Guy Saint-Pierre Diriger, c'est rallier ses troupes

Publié le 29/01/2011 à 00:00, mis à jour le 03/05/2011 à 17:07

Guy Saint-Pierre Diriger, c'est rallier ses troupes

Publié le 29/01/2011 à 00:00, mis à jour le 03/05/2011 à 17:07

R.V. - Parlons d'un moment clé, non seulement dans votre carrière, mais dans l'histoire récente du Québec. Il y avait alors dans le monde de l'ingénierie, deux concurrents féroces, deux rivaux déjà bien cotés : SNC et Lavalin. SNC était en train d'émerger de nouveau, vous nous en avez parlé. Lavalin avait connu des revers de fortune et on a craint que la société ne finisse par faire faillite et soit démantelée. Or, voici que survient cette fusion entre rivaux, SNC qui accepte enfin d'intégrer Lavalin dans son giron. Et SNC-Lavalin est aujourd'hui une des plus grandes, sinon la plus grande société d'ingénierie du monde. Qu'est-ce qui s'est passé ?

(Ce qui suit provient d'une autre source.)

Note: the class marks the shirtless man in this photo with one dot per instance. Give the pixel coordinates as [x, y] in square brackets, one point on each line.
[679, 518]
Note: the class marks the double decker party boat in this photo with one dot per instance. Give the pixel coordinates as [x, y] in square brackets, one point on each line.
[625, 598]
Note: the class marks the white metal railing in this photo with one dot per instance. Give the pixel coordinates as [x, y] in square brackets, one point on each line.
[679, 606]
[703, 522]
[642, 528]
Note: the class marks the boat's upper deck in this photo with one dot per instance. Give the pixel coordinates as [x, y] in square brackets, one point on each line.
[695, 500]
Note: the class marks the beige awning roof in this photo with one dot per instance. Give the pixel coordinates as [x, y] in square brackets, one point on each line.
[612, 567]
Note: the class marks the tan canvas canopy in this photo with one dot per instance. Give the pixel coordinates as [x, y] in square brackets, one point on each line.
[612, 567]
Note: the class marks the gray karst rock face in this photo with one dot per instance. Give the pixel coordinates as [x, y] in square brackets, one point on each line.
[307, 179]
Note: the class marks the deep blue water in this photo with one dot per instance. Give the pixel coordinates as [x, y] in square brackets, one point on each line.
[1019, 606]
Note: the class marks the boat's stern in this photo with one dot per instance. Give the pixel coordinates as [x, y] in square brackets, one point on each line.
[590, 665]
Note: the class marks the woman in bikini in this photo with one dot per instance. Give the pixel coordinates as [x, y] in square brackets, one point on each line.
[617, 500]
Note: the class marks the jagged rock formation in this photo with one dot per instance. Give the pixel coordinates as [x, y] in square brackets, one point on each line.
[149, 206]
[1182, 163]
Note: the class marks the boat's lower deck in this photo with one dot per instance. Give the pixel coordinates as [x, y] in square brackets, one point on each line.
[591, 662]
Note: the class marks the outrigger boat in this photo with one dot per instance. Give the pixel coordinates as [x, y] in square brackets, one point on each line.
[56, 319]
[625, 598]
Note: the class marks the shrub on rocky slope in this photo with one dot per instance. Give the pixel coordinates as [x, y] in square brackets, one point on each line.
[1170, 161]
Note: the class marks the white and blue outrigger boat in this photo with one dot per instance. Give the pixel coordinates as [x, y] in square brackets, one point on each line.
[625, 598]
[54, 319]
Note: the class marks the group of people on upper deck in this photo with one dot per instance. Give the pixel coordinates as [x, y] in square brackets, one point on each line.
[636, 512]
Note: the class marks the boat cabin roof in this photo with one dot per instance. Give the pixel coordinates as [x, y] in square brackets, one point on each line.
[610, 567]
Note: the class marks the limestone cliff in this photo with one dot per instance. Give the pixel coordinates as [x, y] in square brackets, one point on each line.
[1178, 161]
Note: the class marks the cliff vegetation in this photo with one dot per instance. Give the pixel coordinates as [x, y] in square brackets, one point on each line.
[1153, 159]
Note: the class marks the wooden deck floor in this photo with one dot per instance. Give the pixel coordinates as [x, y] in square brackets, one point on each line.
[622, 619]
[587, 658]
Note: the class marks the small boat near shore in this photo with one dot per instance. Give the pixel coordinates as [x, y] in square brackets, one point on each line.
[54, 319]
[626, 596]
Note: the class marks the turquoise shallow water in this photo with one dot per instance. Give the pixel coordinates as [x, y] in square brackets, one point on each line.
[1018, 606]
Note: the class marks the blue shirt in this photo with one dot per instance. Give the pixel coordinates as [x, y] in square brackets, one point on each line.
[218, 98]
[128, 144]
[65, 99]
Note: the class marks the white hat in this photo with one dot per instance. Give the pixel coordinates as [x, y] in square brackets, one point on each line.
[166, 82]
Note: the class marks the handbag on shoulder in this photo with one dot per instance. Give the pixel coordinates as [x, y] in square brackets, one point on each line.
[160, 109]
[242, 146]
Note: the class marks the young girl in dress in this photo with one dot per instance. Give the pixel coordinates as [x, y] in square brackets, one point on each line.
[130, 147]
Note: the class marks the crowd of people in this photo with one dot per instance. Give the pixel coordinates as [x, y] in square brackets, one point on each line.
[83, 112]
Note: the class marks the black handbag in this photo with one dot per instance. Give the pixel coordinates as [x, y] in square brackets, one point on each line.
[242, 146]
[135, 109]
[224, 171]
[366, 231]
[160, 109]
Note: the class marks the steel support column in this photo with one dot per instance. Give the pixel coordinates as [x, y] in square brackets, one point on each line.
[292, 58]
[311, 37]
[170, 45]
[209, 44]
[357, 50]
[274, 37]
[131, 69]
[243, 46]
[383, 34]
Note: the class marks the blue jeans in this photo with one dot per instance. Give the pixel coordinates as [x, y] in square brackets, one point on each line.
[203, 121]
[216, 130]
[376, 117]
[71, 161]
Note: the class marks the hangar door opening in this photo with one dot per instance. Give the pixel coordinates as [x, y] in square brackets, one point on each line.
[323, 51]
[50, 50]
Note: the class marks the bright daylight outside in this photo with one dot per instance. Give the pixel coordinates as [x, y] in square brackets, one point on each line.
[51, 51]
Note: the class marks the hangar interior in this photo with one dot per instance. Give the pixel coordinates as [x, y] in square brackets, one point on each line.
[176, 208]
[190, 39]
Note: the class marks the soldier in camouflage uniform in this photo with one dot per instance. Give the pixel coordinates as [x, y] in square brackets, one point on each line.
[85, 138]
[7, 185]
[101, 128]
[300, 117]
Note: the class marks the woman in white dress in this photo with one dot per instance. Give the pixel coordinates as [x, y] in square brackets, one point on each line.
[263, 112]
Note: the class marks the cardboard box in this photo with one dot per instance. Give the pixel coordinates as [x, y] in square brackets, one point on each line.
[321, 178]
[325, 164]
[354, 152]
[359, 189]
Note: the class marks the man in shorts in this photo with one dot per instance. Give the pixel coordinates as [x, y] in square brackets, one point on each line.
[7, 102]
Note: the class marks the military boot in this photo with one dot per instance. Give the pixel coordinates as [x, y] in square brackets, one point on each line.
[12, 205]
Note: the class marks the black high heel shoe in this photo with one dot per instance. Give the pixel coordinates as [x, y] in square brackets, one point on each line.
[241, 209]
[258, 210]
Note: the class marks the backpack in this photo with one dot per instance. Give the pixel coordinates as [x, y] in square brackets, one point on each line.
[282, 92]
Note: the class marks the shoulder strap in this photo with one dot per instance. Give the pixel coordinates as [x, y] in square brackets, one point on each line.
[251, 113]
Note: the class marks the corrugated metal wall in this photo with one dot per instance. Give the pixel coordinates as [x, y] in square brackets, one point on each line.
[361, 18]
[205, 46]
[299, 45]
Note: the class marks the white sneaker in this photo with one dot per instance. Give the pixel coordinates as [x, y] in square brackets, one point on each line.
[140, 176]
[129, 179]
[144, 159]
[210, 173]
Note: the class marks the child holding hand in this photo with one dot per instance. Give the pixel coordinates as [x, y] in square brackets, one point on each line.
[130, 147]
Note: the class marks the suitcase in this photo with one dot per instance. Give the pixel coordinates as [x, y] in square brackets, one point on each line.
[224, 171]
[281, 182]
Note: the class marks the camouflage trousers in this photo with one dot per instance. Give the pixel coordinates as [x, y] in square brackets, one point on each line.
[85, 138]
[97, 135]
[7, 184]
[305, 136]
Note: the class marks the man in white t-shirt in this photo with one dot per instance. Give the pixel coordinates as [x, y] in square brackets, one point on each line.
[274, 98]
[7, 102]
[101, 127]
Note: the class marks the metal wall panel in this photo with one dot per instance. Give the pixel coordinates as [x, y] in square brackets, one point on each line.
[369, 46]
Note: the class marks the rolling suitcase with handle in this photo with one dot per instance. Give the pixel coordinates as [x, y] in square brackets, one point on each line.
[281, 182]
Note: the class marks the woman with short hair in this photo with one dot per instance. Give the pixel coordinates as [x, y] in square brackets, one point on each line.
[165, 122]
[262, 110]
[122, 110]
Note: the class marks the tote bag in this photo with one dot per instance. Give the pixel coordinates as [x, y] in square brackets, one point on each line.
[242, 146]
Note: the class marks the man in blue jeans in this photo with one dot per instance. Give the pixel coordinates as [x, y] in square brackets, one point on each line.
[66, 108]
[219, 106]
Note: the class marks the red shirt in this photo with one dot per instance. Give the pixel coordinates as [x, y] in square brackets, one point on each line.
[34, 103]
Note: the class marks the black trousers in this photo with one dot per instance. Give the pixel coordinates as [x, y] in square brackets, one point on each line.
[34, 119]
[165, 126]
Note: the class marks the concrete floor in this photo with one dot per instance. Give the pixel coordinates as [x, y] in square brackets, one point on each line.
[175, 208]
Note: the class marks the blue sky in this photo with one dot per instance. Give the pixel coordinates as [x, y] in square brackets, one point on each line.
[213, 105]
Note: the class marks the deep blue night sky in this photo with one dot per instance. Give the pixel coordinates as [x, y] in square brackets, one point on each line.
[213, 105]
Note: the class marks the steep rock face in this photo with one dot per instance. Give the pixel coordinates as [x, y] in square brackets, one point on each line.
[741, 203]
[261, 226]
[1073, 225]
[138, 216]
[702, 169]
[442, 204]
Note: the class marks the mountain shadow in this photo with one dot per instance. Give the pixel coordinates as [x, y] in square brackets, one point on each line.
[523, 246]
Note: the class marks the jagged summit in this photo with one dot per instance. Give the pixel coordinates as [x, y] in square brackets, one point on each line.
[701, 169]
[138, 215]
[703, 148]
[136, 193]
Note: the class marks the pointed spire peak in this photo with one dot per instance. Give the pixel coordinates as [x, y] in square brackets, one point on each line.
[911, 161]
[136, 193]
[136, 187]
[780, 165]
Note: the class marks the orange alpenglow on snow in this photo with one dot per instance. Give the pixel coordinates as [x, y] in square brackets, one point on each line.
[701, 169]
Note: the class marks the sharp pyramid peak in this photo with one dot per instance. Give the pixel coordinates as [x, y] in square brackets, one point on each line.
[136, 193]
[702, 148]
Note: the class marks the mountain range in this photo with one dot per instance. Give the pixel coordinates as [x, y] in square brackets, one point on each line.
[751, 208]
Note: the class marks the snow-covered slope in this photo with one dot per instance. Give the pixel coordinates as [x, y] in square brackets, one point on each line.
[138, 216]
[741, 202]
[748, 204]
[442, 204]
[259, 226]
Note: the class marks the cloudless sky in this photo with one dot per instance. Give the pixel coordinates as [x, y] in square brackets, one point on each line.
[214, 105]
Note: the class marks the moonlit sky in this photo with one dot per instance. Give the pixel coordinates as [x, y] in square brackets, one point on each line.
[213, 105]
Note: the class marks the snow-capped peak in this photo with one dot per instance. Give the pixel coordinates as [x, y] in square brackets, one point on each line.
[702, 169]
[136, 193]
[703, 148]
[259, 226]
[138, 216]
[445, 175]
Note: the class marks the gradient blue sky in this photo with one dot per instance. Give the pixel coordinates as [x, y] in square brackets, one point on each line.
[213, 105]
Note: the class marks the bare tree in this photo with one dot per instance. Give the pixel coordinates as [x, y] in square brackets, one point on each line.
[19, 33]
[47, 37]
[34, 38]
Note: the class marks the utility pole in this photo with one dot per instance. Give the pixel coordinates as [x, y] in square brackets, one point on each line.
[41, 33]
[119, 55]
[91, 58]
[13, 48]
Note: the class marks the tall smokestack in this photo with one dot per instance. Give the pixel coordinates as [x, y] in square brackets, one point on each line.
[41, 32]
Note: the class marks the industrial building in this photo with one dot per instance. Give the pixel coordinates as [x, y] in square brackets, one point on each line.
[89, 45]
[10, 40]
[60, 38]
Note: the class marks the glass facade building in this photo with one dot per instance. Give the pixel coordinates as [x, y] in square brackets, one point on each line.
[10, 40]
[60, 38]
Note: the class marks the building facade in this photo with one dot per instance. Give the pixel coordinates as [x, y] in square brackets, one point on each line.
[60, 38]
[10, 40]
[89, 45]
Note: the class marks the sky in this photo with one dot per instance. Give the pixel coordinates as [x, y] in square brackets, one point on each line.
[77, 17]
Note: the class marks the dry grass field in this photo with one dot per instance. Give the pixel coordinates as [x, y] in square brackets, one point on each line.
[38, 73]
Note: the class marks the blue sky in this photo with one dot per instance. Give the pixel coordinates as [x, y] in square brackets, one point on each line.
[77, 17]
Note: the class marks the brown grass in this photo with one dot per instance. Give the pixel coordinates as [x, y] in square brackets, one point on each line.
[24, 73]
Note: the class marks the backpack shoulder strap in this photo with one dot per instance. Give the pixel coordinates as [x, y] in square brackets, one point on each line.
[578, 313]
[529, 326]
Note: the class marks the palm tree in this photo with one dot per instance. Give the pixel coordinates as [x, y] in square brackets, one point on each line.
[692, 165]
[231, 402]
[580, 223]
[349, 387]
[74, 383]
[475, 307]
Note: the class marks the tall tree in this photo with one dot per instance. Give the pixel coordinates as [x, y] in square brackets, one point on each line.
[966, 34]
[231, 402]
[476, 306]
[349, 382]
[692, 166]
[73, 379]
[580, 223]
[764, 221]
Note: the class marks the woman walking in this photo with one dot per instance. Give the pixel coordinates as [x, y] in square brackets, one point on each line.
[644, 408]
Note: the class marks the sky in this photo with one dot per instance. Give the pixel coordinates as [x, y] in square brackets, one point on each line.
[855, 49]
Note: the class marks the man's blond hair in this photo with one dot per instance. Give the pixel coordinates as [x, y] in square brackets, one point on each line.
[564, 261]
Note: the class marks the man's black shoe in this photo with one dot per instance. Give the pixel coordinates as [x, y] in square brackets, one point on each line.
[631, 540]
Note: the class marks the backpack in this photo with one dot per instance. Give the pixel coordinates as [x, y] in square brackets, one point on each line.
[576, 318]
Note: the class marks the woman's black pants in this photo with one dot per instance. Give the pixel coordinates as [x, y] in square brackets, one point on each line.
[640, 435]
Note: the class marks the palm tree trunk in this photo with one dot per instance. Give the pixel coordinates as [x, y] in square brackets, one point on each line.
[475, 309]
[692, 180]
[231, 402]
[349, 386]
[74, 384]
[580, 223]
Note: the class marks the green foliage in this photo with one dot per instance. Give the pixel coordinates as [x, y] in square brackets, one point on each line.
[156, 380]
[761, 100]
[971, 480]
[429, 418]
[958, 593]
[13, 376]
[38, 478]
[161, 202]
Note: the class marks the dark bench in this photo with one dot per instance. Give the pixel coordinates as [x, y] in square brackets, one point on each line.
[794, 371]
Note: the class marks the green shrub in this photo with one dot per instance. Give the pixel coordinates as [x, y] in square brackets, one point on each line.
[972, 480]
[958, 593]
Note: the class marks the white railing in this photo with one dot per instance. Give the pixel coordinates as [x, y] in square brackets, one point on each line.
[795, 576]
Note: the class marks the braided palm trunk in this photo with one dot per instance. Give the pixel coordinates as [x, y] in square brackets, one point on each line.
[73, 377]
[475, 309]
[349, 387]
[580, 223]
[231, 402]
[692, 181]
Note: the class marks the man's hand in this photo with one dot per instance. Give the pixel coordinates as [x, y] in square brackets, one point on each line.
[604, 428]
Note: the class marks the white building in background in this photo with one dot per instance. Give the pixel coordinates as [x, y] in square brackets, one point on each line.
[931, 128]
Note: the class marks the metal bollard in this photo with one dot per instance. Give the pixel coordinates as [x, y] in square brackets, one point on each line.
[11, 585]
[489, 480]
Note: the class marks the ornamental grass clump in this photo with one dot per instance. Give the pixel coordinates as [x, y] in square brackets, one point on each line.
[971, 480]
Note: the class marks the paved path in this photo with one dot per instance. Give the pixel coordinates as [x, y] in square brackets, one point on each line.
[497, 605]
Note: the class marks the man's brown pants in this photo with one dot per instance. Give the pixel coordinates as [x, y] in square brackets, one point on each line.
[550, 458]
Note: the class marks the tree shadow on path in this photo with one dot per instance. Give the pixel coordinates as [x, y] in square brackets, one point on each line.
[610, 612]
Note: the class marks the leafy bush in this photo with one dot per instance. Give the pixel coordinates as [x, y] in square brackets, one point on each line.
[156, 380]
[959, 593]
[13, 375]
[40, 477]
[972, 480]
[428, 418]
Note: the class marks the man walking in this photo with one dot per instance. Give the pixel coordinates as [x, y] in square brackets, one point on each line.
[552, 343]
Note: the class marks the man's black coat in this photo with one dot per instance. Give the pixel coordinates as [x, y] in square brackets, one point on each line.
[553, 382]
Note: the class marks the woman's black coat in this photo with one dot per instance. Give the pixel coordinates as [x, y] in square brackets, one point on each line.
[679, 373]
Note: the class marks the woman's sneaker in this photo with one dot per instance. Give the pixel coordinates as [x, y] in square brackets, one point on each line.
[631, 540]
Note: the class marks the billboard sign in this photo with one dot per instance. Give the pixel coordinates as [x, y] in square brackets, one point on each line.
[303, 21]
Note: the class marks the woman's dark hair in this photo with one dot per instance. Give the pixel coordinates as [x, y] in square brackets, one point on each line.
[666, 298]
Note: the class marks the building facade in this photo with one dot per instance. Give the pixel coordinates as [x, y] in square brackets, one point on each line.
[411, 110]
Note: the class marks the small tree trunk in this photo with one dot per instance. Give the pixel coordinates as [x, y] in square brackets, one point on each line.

G.S.-P. - J'avais peut-être un avantage que d'autres n'avaient pas. Je suis entré chez SNC en 1989. La fusion avec Lavalin, ou l'achat de Lavalin, peu importe comment on veut l'appeler, a eu lieu en août 1991. Donc, je n'étais dans la bataille que depuis deux ans alors que d'autres, de chaque côté de la clôture, y étaient mêlés depuis 20 ou 25 ans. Et je me rappelle d'un incident qui s'était passé avec Bernard Lamarre [alors président de Lavalin], que je n'avais pas aimé. J'avais appelé Bernard, qui avait d'ailleurs étudié comme moi à Londres, à l'Imperial College, où il avait eu sa maîtrise, et je lui avais dit : " Écoute, Bernard, je ne sais pas ce que l'avenir nous réserve, mais on ne peut pas se permettre de se donner des jambettes comme ça. On ne le sait pas l'un et l'autre, mais peut-être qu'un jour on va être ensemble. " Honnêtement, dans le temps, je ne le savais pas.

Et, après la fusion, au moment même d'une grande réception qui réunissait les employés des deux camps à l'hôtel Bonaventure, à Montréal, le soir même où ça a été annoncé, j'ai dit : " Dans ma vision, je ne veux pas que deux plus deux donnent trois. Je veux que deux plus deux donnent cinq. À partir de ce moment-là, il n'y a plus de SNC, plus de Lavalin, il n'y a seulement que SNC-Lavalin. On fait tous partie de la même famille et on va construire ensemble. " Mais vous avez raison, c'était un moment clé.

J'avais peur qu'en voyant SNC et Lavalin ensemble, plusieurs plus petits bureaux réagissent ainsi : " Ça n'a pas de sens, ils ont ensemble 75 % des contrats de la Baie-James. " Et j'avais donc parlé au premier ministre, Robert Bourassa, pour avoir l'assurance que les contrats qu'on avait ne nous seraient pas enlevés parce qu'on était devenus trop gros pour le Québec. Et il m'avait rassuré en disant : " Je ne sais pas ce qui va arriver pour l'avenir, ce n'est pas moi qui va décider, mais, pour les contrats passés, je peux te rassurer. " Et j'étais convaincu que si Bechtel Fluor [un géant américain de l'ingénierie] avait racheté Lavalin, en étant une compagnie publique, deux mois plus tard on se serait retrouvé dans la même situation qu'Alcan ou que Potash : une offre d'achat arrive et les actionnaires obtiennent deux fois ce qu'on aurait pu leur donner. Nous n'aurions pas eu le choix, il aurait fallu vendre.

R.V. - Et plus tard, c'est un Lamarre [Jacques], donc un nom associé de près à Lavalin, qui a pris la présidence de SNC-Lavalin. Elle s'était bien faite, cette intégration...

G.S.-P. - Depuis le 2 août 1991, Jacques Lamarre était un employé de SNC-Lavalin. Pas de Lavalin, mais bien de SNC-Lavalin. Pour la suite des choses, j'avais demandé à quatre personnes d'aller prendre l'une après l'autre un cours de trois mois qui se donnait à Harvard. Jacques va me permettre de vous confier ça : il ne voulait pas y aller. Il prétextait : " Je n'ai pas le temps, j'ai des projets importants. " Je lui ai dit : " Jacques, si tu n'y vas pas, tu ne seras pas dans la courte liste de ceux que je vais recommander au conseil d'administration pour me succéder. " Il y est allé et, encore aujourd'hui, il trouve qu'il a appris beaucoup. Je suis certain que, peut-être trois ans après, des gens qu'il avait connus à Harvard étaient ses clients en Malaisie ou en Chine ou ailleurs.